From 2009 to 2012, healthy nonsmoker (n = 29) and smoker (n = 129) residents of New York City underwent bronchoscopy with SAE brushing (2.6 ± 1.3 samples/subject; total of 405 samples). SAE gene expression was assessed by Affymetrix HG-U133 Plus 2.0 microarray. New York City PM levels (Environmental Protection Agency data) were averaged for the 30 days before bronchoscopy. A linear mixed model was used to assess PM-related gene dysregulation accounting for multiple clinical and methodologic variables.
Thirty-day mean PM levels varied from 6.2 to 18 μg/m. In nonsmokers, there was no dysregulation of SAE gene expression associated with ambient PM levels. In marked contrast, n = 219 genes were significantly dysregulated in association with PM levels in the SAE of smokers. Many of these genes relate to cell growth and transcription regulation. Interestingly, 11% of genes were mitochondria associated.
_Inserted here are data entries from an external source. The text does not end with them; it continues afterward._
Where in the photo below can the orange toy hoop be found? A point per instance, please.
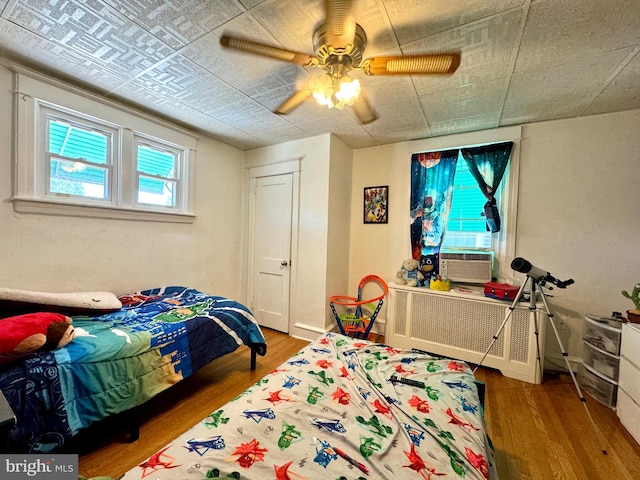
(357, 324)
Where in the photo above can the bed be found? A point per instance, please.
(119, 360)
(341, 408)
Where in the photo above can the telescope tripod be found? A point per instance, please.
(536, 284)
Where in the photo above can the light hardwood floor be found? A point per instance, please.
(539, 432)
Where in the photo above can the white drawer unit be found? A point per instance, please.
(629, 379)
(601, 361)
(601, 335)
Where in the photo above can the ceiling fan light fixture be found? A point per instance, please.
(334, 91)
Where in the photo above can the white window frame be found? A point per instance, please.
(46, 111)
(36, 97)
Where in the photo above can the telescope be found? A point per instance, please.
(521, 265)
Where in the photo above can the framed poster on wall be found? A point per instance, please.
(376, 201)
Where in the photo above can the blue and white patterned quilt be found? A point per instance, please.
(120, 360)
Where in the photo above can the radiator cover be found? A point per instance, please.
(462, 326)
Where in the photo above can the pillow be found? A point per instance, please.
(135, 298)
(23, 335)
(16, 302)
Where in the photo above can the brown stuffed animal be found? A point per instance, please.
(28, 333)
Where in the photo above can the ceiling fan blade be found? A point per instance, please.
(442, 63)
(339, 23)
(293, 101)
(363, 110)
(256, 48)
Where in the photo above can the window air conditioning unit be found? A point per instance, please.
(466, 267)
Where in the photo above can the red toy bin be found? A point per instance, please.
(501, 291)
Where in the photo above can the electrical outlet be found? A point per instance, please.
(561, 324)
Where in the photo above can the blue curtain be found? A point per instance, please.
(487, 165)
(432, 176)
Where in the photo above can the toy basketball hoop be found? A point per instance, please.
(358, 315)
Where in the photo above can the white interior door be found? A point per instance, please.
(271, 259)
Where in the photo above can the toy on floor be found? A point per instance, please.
(359, 315)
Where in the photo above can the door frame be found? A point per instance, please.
(287, 167)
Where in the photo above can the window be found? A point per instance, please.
(78, 156)
(90, 159)
(157, 168)
(466, 226)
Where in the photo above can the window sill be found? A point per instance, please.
(47, 207)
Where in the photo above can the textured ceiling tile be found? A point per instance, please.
(416, 19)
(337, 121)
(290, 21)
(561, 31)
(247, 113)
(400, 135)
(623, 93)
(468, 101)
(388, 89)
(92, 30)
(186, 82)
(15, 41)
(403, 114)
(357, 141)
(230, 95)
(178, 22)
(487, 49)
(548, 92)
(468, 124)
(279, 135)
(250, 74)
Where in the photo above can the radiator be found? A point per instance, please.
(462, 326)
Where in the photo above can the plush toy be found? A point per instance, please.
(410, 274)
(28, 333)
(634, 296)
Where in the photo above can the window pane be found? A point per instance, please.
(466, 227)
(75, 142)
(155, 191)
(156, 162)
(77, 178)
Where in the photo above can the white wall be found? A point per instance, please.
(578, 212)
(56, 253)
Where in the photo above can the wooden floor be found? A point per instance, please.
(539, 432)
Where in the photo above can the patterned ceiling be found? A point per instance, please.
(522, 61)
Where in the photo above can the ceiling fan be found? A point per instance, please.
(339, 43)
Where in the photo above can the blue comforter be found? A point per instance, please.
(120, 360)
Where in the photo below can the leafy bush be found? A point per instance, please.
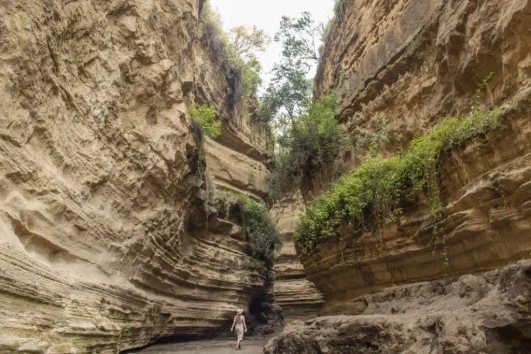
(308, 141)
(206, 117)
(375, 192)
(237, 50)
(261, 230)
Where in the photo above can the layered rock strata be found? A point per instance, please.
(414, 63)
(298, 297)
(100, 245)
(486, 313)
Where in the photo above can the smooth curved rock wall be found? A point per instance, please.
(100, 245)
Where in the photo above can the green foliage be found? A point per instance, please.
(374, 138)
(374, 193)
(480, 90)
(238, 50)
(261, 230)
(339, 7)
(306, 142)
(289, 92)
(206, 117)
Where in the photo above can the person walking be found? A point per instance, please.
(241, 327)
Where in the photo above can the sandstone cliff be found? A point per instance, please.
(413, 63)
(100, 248)
(298, 297)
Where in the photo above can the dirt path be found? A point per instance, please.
(251, 346)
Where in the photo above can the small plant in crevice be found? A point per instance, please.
(260, 228)
(206, 117)
(375, 193)
(236, 51)
(373, 139)
(479, 93)
(307, 142)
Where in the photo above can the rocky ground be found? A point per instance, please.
(485, 313)
(225, 346)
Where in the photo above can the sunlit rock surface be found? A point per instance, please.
(100, 245)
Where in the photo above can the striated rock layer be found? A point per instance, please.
(487, 313)
(103, 240)
(414, 62)
(298, 297)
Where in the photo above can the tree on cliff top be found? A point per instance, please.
(307, 133)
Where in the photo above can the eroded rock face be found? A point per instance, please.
(488, 313)
(100, 250)
(416, 62)
(298, 297)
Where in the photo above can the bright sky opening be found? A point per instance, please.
(266, 15)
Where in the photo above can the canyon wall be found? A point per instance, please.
(410, 64)
(103, 238)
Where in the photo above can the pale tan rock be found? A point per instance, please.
(484, 313)
(100, 248)
(417, 62)
(298, 298)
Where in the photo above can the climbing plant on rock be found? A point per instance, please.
(374, 193)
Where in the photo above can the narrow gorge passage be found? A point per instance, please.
(349, 176)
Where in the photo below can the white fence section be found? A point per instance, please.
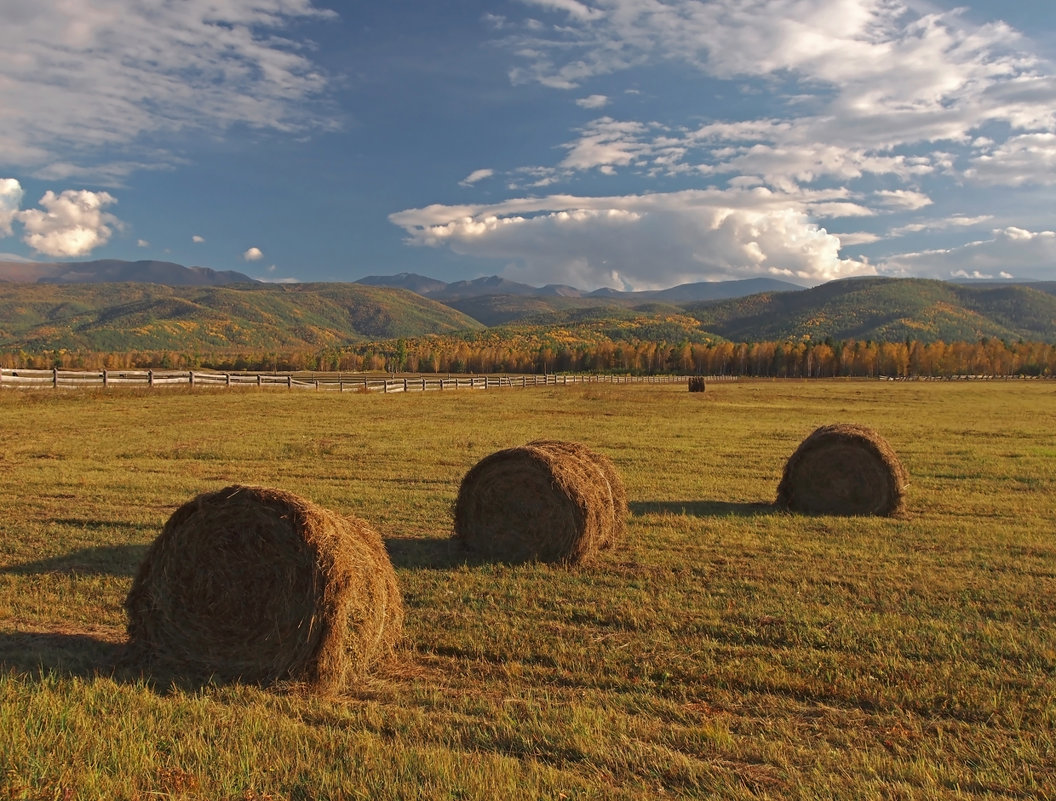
(59, 379)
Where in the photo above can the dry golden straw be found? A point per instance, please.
(258, 585)
(549, 500)
(844, 470)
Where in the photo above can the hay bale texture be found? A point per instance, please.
(844, 470)
(259, 585)
(549, 500)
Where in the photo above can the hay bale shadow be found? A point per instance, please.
(431, 553)
(701, 508)
(113, 560)
(63, 652)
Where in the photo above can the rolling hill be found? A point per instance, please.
(111, 270)
(886, 309)
(246, 317)
(44, 316)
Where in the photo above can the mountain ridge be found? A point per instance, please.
(78, 313)
(114, 270)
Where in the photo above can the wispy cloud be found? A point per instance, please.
(592, 101)
(71, 224)
(129, 74)
(476, 176)
(871, 94)
(1009, 252)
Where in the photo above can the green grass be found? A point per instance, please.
(726, 650)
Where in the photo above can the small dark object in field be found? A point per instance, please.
(549, 500)
(259, 585)
(844, 470)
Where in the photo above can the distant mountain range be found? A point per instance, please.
(114, 271)
(111, 305)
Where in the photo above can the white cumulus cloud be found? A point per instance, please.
(71, 224)
(11, 201)
(476, 176)
(1010, 251)
(638, 242)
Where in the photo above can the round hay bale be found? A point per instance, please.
(844, 470)
(258, 585)
(536, 502)
(618, 494)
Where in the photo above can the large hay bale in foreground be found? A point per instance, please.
(844, 470)
(259, 585)
(549, 501)
(609, 475)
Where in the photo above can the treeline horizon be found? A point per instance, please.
(432, 355)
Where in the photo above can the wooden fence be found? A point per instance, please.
(59, 379)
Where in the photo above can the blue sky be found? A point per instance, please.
(633, 144)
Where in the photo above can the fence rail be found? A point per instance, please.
(59, 379)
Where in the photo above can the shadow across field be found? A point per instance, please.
(66, 653)
(700, 508)
(114, 560)
(431, 553)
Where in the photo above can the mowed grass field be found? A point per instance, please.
(724, 650)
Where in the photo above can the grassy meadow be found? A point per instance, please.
(724, 650)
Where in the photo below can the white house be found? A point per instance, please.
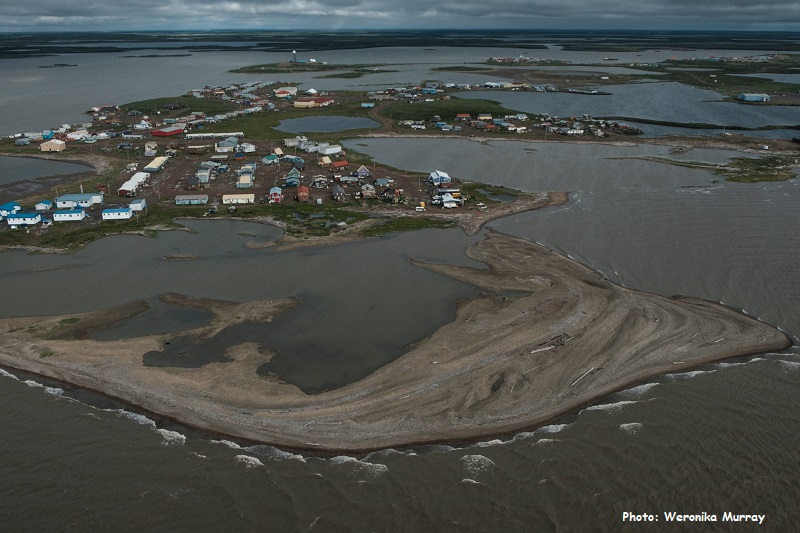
(71, 201)
(23, 219)
(53, 145)
(437, 177)
(44, 205)
(69, 215)
(138, 205)
(238, 199)
(121, 213)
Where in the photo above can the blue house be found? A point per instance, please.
(9, 209)
(437, 177)
(44, 205)
(23, 219)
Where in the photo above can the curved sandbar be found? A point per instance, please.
(549, 337)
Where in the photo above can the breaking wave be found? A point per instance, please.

PM exposure contributes to significant dysregulation of the SAE transcriptome of smokers, linking pollution and airway epithelial biology in the risk of development of respiratory disease in susceptible individuals.
流行病学研究表明,暴露于大气颗粒物污染会对肺部健康造成不良影响,而吸烟会使其恶化。空气动力学直径(PM)小于或等于 2.5 微米的颗粒物是城市中最有害的污染物之一,与呼吸道疾病密切相关。
基于小气道上皮(SAE)在与吸烟相关的肺部疾病发病机制中发挥核心作用的知识,我们假设升高的 PM 水平与 SAE 基因表达的失调有关,这可能导致呼吸道疾病的发生。
2009 年至 2012 年,纽约市的健康非吸烟者(n=29)和吸烟者(n=129)接受了支气管镜检查和 SAE 刷检(每个受试者 2.6±1.3 个样本;总共 405 个样本)。通过 Affymetrix HG-U133 Plus 2.0 微阵列评估 SAE 基因表达。在支气管镜检查前的 30 天内,计算了纽约市 PM 水平(环境保护局数据)的平均值。采用线性混合模型评估与 PM 相关的基因失调,该模型考虑了多种临床和方法变量。
30 天平均 PM 水平范围为 6.2 至 18μg/m。在非吸烟者中,环境 PM 水平与 SAE 基因表达失调无关。相比之下,吸烟者的 SAE 中与 PM 水平相关的基因失调明显,有 n=219 个基因。其中许多基因与细胞生长和转录调控有关。有趣的是,11%的基因与线粒体有关。
PM 暴露会导致吸烟者的 SAE 转录组发生显著失调,将污染与气道上皮生物学联系起来,使易感个体发生呼吸道疾病的风险增加。